A round dim moon glowed softly as the paper lanterns were switched off, one by one. Miss Ahboombah stood at the lake shore, and felt the water with a carefully extended foot. The soft light was reflected in a bleached cloth wrapped around her body. Only percussion and bass accompanied her slow dreamy movements. When she pulled a boat toward her, with small jerks on a long rope, the trumpet became audible too, whispered sounds spaced by dark lulls wherein the piano touched short double notes. The boat moved away from the shore again, powered by long paddle strokes. She stood in the rear of the boat, which glided over the swell of the lake's surface.

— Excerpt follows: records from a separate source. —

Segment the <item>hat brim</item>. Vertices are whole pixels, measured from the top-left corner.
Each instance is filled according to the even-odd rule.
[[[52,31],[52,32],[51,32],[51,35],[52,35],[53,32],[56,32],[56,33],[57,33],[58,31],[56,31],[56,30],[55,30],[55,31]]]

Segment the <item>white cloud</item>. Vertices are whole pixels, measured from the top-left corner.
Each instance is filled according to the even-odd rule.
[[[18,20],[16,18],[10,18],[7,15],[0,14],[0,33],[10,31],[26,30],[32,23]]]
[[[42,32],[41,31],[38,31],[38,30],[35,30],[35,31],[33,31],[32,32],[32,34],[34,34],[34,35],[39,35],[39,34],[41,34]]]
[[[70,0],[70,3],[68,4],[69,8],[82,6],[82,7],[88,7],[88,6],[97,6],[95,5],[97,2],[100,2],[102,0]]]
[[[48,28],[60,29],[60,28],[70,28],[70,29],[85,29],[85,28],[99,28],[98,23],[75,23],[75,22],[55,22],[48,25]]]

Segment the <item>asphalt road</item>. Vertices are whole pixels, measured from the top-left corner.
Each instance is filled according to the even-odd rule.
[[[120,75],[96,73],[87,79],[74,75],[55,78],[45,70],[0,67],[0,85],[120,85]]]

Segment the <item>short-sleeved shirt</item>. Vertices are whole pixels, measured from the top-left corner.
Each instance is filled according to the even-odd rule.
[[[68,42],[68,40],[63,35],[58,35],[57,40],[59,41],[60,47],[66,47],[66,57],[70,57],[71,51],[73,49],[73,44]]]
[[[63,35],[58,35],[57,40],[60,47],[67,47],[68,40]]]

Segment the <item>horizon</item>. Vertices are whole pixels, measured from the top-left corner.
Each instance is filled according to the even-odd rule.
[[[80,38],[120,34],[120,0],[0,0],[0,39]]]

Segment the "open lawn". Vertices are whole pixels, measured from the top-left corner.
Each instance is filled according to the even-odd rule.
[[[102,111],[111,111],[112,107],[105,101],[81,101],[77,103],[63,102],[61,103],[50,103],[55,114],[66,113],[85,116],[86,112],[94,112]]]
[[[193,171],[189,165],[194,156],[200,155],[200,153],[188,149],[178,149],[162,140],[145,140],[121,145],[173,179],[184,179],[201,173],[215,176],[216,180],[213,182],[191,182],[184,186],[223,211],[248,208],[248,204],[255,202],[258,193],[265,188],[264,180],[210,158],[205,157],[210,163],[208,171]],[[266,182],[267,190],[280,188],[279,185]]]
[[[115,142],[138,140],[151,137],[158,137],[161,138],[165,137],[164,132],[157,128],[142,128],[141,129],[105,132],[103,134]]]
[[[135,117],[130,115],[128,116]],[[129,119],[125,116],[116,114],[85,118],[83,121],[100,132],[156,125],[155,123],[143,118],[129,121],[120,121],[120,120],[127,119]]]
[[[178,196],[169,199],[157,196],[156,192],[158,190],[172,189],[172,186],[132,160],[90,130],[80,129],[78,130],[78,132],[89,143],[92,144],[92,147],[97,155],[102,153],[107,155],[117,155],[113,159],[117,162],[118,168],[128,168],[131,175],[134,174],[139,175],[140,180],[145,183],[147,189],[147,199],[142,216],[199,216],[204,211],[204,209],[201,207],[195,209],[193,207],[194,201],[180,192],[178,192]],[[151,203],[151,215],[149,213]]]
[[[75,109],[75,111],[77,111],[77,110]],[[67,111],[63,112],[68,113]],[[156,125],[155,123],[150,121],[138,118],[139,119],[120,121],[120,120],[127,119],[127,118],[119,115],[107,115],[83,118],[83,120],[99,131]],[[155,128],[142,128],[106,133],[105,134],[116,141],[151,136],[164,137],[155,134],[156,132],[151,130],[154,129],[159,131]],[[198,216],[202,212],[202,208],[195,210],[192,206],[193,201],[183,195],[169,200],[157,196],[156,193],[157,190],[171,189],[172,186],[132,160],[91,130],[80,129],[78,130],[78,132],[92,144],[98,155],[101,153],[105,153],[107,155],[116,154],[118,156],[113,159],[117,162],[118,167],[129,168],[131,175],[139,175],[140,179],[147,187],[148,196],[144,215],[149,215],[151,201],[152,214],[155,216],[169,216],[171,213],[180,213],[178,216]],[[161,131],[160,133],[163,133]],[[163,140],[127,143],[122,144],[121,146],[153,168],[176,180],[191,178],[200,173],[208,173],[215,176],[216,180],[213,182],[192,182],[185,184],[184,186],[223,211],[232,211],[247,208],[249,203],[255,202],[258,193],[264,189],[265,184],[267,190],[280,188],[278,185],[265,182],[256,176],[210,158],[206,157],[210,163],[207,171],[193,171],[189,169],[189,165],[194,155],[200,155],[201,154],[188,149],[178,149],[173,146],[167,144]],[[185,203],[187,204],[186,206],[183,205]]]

The commissaris sighed. There was no boat, no shore, no rope, no water; there was nothing but a floor made out of wide boards, a floor in a vast hall. But Miss Ahboombah had taken him to an African lake; there were palm trees on the shore, there would be a native village not far away, with round straw-topped huts. He saw how she looked up, following the flight of a bird, gliding about on large dark wings. He felt the slow heat of a tropical night. The bleached cloth fell off her as she dived; a long leap powered by the muscles of her legs and the resistance of the boat that glided on, empty and alone. He saw the slender body cut through heaving waves and circles formed by the splash of the leap. He saw her break through the surface and swim with stretched strokes, bending and pushing her hands through cool water. She turned and swam back to the boat and swung a glistening leg into the narrow hollowed-out tree trunk. She was squatting down and came up in a single movement, standing with the paddle back in her hand.

The light died in the paper moon, the music had gone with it, only the bass vibrated in the hall. When the paper lanterns came on again the hall was empty. The commissaris didn't want to break the silence. He heard the daimyo breathing quietly next to him and the trumpeter's leg rubbing against the side of the piano. But the applause came, hesitantly at first, then swelling till it filled the hall.

De Gier had stood in a corner, half hidden by the dragon screen. He had shaken his head unbelievingly when the dance began. He had expected a wild performance, a strip act stressed by heavy drumbeats and piercing trumpet bursts working up to some rough orgasm in which the saxophone would blare and sob and wheeze. A nightclub dancer, intent on holding her public enthralled, who will show all, while bits of garments whirl to the floor.